I live in a rural area. I have three close neighbors, all of whom I am close to. They happened to be gone when the fire hit. So I'm thinking "Okay, parents are gone. Kids are with teenage sitters. Crap, I'm the only adult." And then I'm thinking, "What do I need to save if this turns ugly?" So I wander through my house and gather up everything I had that was important to me. What did I grab? My computer. My external hard drive. It has all of my eight thousand plus pictures, all of my friend's pictures, and all of my writing files. Definitely grabbing that. I grabbed my CD cases because they also hold pictures, though they are the same ones that are on my hard drive. And since I was grabbing my pictures I figured I may as well grab my movies. I would have been fine to lose them but I had time so why not? All of my movies are organized in CD cases so they were super easy to grab. I also got all of our important documents such as birth certificates and passports. Then I wandered through and grabbed what I thought I would like to have, just in case. So I got odds and ends, some jewelry, some material, some books, etc and some clothes. I was going to get more clothes if the fire decided to take a turn from the worst, but that was the last thing I was going to do because I didn't want a nasty mess on my hands if nothing happened.
I also texted my neighbors (all except one, who I completely spaced because her kids weren't home) and asked them what they'd like me to save in the event of a problem. So, I pawed through their things and found hard drives, picture CD's, SD cards, a journal, and important documents. I was going to save it all.
Lucky for me, the fire didn't get out of hand. I saw the emergency vehicles driving up to it, spraying their water on it. I saw an airplane flying around, which apparently was dropping water. One of the mom's of the kids that were left home couldn't get in - they'd set up a road block and wouldn't let her through - so she was keeping me informed on what was going on on that front. For the record, I thought that was completely assinine. Two of the adults were coming home to their kids but the police wouldn't let them through, even though the kids had been left with sitters. I couldn't believe it. What if the fire had suddenly gone bad? Ridiculous. But that's another story.

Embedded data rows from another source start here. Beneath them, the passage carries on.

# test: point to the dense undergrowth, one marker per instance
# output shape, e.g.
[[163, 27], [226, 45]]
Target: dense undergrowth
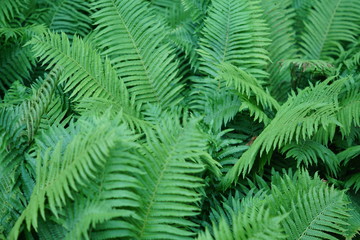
[[179, 119]]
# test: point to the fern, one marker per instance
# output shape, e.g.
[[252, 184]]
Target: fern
[[308, 217], [173, 164], [308, 153], [253, 223], [94, 81], [309, 111], [58, 179], [146, 65], [329, 23], [179, 119], [229, 39], [279, 16]]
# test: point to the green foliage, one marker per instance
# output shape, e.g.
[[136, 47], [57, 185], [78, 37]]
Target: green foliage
[[179, 119]]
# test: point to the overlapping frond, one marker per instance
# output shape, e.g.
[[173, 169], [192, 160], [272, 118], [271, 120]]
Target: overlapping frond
[[89, 80], [61, 170], [251, 223], [133, 40], [16, 64], [69, 16], [330, 23], [309, 153], [10, 8], [247, 86], [173, 164], [298, 119], [234, 32], [279, 16], [316, 211]]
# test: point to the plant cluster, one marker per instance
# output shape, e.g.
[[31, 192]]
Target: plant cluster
[[179, 119]]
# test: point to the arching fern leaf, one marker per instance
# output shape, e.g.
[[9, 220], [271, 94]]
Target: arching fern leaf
[[132, 38]]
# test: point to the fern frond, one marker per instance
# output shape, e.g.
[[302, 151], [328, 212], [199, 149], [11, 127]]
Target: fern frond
[[61, 171], [19, 34], [246, 85], [33, 109], [330, 23], [252, 223], [220, 109], [308, 152], [132, 38], [353, 230], [234, 32], [69, 16], [9, 9], [348, 154], [309, 217], [87, 77], [279, 16], [300, 118], [173, 164], [16, 64], [353, 182], [349, 113]]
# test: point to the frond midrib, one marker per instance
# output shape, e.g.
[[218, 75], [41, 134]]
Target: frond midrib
[[114, 98], [137, 51]]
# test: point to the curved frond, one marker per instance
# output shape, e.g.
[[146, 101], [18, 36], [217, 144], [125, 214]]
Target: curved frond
[[16, 64], [132, 38], [9, 9], [173, 164], [309, 152], [251, 223], [246, 85], [69, 16], [87, 77], [300, 118], [60, 171], [309, 217], [330, 23], [279, 16], [234, 32]]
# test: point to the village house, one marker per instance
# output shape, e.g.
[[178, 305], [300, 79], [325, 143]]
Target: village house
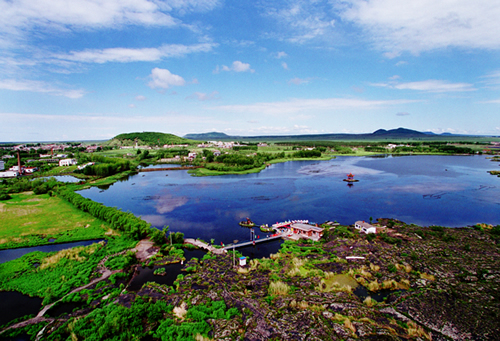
[[9, 174], [30, 170], [307, 231], [67, 162], [364, 227]]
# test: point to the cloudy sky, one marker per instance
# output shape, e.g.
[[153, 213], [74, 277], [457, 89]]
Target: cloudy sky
[[91, 69]]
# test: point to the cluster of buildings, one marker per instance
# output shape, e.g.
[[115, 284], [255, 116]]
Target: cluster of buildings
[[220, 144]]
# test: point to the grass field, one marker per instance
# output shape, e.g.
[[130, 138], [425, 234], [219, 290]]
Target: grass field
[[29, 220]]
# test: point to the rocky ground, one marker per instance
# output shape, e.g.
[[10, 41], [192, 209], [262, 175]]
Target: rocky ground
[[436, 283]]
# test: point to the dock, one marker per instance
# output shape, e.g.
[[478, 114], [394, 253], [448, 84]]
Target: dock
[[167, 168], [253, 242]]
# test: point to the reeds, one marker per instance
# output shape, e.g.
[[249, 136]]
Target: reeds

So, what did I learn from this experience? To have anything important to you in a place that's easy to find and easy to grab because sometimes you're not the one saving your stuff. My neighbors had everything in an accessible place. With a little direction, I found it. I was pretty impressed, actually. But it would have been better for them if they could have said "Hey, everything we need to make sure gets out is right here in this once place." A safe or something. Because if the fire had gone bad, I wouldn't have been running around trying to find everything. I would have split and left their stuff behind. And, if the roles had been reversed, they would have been running around trying to find my stuff because it isn't all in one place. So, to protect those things that are important to you, I suggest a safe or, at the very least, a specific location so they're easy to find and easy to grab. You never know when you'll need that organization.